Firefighters in California are facing a possible further spread of several huge wildfires and more destruction as winds strengthen.

A lull on Saturday allowed some containment of the blazes, in the north and south of the state, before hot dry Santa Ana desert winds return.

A search for bodies continues in the devastated northern town of Paradise, where 23 people are known to have died.

Two more people were killed in the southern fire, near Malibu.

An estimated 250,000 people have been forced to flee their homes to avoid three major blazes in the state.

So far this year an area larger than Belgium and Luxembourg has burned, well above the average.

California Governor Jerry Brown asked US President Donald Trump to declare a major disaster to boost the emergency response and help recovery efforts.

In a series of tweets in recent days, Mr Trump has drawn anger by saying that poor forestry management is to blame for the fires.

But he has now extended his sympathies to those affected.

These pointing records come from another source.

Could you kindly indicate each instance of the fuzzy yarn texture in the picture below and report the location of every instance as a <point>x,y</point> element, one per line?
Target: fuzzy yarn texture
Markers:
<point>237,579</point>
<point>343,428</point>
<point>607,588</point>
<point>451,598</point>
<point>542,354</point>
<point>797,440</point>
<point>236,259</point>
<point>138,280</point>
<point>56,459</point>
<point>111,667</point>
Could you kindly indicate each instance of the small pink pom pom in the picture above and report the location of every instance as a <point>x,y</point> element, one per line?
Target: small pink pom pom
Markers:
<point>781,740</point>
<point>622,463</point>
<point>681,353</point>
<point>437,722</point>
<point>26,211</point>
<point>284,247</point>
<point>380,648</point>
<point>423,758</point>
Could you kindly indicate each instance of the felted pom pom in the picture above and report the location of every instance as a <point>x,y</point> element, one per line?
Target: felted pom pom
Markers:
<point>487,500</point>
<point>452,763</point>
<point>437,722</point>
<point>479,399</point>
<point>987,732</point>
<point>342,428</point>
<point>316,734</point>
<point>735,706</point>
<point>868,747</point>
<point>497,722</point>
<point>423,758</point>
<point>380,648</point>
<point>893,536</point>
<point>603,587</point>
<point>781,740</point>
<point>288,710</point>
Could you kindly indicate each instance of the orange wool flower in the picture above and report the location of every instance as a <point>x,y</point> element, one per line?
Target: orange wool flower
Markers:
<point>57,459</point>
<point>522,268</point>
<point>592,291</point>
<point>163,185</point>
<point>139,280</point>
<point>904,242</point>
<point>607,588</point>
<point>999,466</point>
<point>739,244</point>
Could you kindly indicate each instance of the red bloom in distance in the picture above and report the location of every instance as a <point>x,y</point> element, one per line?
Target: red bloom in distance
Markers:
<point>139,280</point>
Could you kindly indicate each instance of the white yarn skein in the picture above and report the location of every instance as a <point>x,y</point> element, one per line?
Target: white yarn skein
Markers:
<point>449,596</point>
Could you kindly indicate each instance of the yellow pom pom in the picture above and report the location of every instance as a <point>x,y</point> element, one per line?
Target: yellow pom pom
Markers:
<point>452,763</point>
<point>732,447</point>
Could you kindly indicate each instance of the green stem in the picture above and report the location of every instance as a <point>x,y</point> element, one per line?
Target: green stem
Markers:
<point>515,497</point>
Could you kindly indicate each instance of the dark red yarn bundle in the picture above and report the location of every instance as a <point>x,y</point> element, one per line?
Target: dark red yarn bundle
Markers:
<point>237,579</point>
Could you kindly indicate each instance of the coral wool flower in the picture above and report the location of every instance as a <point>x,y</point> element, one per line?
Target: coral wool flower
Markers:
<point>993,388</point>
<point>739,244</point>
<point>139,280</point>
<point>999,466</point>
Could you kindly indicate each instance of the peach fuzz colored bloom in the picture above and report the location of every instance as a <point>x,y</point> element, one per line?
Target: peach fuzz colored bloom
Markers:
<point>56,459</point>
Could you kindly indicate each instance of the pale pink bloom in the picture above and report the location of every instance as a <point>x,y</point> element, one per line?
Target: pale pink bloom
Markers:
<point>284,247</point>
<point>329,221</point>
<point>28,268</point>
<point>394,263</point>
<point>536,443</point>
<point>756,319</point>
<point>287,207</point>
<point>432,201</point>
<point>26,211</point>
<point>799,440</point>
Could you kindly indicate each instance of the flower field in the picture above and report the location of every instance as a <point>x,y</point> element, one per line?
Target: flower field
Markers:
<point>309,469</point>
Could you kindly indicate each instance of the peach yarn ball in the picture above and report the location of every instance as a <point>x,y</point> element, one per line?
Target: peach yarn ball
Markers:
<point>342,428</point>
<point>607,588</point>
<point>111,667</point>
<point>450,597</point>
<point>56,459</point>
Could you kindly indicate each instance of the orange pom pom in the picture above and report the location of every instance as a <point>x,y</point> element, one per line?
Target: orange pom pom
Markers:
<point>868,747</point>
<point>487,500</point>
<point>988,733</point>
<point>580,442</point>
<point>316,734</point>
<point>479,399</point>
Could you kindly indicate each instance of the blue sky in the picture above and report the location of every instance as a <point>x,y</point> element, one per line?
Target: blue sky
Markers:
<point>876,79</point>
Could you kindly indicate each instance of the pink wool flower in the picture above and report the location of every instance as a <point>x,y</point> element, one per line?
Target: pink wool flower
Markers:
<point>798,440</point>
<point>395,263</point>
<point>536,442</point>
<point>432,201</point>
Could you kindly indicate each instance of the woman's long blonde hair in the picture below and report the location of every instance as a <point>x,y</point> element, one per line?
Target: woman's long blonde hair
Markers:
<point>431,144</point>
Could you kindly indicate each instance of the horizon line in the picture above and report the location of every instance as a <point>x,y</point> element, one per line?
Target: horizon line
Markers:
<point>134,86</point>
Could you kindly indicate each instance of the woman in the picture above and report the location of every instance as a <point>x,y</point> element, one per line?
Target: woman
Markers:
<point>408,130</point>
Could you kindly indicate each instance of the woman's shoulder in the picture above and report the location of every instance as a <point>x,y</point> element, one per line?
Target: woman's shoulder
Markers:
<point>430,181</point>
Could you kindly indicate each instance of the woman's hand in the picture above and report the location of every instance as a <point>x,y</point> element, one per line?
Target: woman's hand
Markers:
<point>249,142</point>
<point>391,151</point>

The blaze known as the Camp Fire started spreading through Butte County on Thursday, and firefighters were powerless to stop it destroying the town of Paradise.

Another fire swept into the affluent southern beach resort of Malibu on Friday and had doubled in size by Saturday.

Known as the Woolsey, it had burned more than 83,000 acres (33,500 hectares) by late that day.

Among the towns under evacuation orders is Thousand Oaks, where a gunman killed 12 people in a rampage on Wednesday.